Ce regard de foi, qui reconnaît l’œuvre de Dieu malgré les apparences contraires, est capable aussi d’une attention particulière envers les autres. Lors de l’Annonciation, la Vierge Marie reçoit la révélation d’un événement inouï dont elle est appelée à devenir la protagoniste : en elle, le Verbe se fait chair. Pourtant, presque instantanément, elle s’oublie elle-même et porte le regard de son cœur vers la demeure de sa cousine Élisabeth, qu’elle s’empresse de rejoindre, afin de se mettre à son service. Son regard de foi, qui lui donne de regarder déjà les personnes de la même façon que Jésus les regardera, lui fait deviner ce dont sa cousine a besoin. C’est ce regard que Jésus lui-même portera sur ceux qu’il rencontrera. Par exemple, le regard de Jésus se pose sur les malades et voit plus loin que l’infirmité qui les paralyse encore. Jésus nous regarde en nos jours de faiblesse, et il a confiance en notre désir de nous en sortir, avec son aide, comme lorsqu’il demandait à l’aveugle de Jéricho : « Que veux-tu que je fasse pour toi ? – Seigneur, que je recouvre la vue » (Lc 18, 41). Le regard de Jésus se pose aussi sur les personnes en recherche de Dieu, et, plein de promesses, il invite à aller de l’avant. Jésus croit que nous sommes capables de mettre en œuvre les grands désirs que Dieu nous inspire, comme lorsqu’il se penchait sur le jeune homme riche : « Jésus fixa sur lui son regard et l’aima. Et il lui dit : ‘Viens, suis-moi’ » (Mc 10, 21). Le regard de Jésus, enfin, se pose sur les pécheurs. Il sait que Dieu ne veut pas la mort du pécheur, mais qu’il vive. Porteur de pardon, son regard nous relève, car Jésus croit qu’un nouveau départ est toujours possible, avec lui, comme lorsqu’il affirmait à la femme adultère : « Moi non plus, je ne te condamne pas. Va, désormais ne pèche plus » (Jn 8, 11).
De l’Annonciation jusqu’au pied de la Croix, dans l’attente de la Résurrection et de la venue de l’Esprit, la Vierge Marie tourne vers Dieu, pose sur les personnes et les événements, un regard de foi, un regard qui ressemble à celui de Jésus. Et nous, comment pourrons-nous à notre tour apprendre à entrer dans le regard de Jésus, un regard de foi tourné vers Dieu et vers toute personne ? La Vierge Marie « conservait dans son cœur tout ce qu’elle écoutait et voyait, de façon à ce que la Parole portât du fruit dans sa vie » (n. 58). Ainsi, aujourd’hui, Notre-Dame du Mont Carmel nous rappelle que la foi grandit à partir de l’intérieur de nous, dans le secret du cœur, dans l’entretien intime et familier avec la Parole du Seigneur : là, s’exerce le regard de la foi, un regard qui apprend à voir toute personne, tout événement, avec le regard de Jésus.

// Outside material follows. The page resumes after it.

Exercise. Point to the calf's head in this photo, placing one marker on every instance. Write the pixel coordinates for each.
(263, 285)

N’est-ce pas une attitude qui ressemble à ce que, au Carmel, sous le patronage de la Vierge Marie, nous appelons, à l’école de sainte Thérèse, l’oraison ? En effet, dans son livre des Demeures, sainte Thérèse nous apprend à découvrir, par l’oraison, par la prière silencieuse, que la vérité la plus profonde de toute personne, c’est la présence de Dieu en nous, une présence lumineuse, qui donne à chacun de nous beauté et dignité : rien ni personne ne peut faire disparaître cela. Nous ne sommes pas vides au-dedans : nous portons en nous tout un monde intérieur au cœur duquel Dieu lui-même demeure. La plupart du temps, nous n’en sommes pas particulièrement conscients, mais la foi nous l’enseigne, la foi nous le rappelle. Eh bien, c’est à partir de ce centre, à partir de cette profondeur, que le Seigneur nous appelle à vivre. Non pas vivre et réagir à partir de la superficie de ce que nous voyons en nous et chez les autres, mais vivre et agir en relation avec la dimension profonde qui est celle de toute personne, au-delà de nos échecs, de nos aspérités, de notre péché. Ce regard plein de respect, de considération et d’espérance, c’est celui que Jésus a posé sur tous ceux qu’il rencontrait, c’est celui qu’il pose sur chacun de nous. C’est un regard qui vise, dans la foi, la vérité la plus profonde de chacun de nous : nous sommes la demeure de Dieu, Dieu est à l’œuvre en nous et à travers nous. Le chemin de l’oraison, de la prière silencieuse, alimentée par la fréquentation des Écritures et la recherche de la présence de Dieu, nous fait entrer toujours plus avant dans la manière d’être et de faire de Jésus. Notre regard devient alors toujours un petit peu plus son regard. Nous apprenons à vivre et à agir toujours un petit peu plus en communion avec Lui.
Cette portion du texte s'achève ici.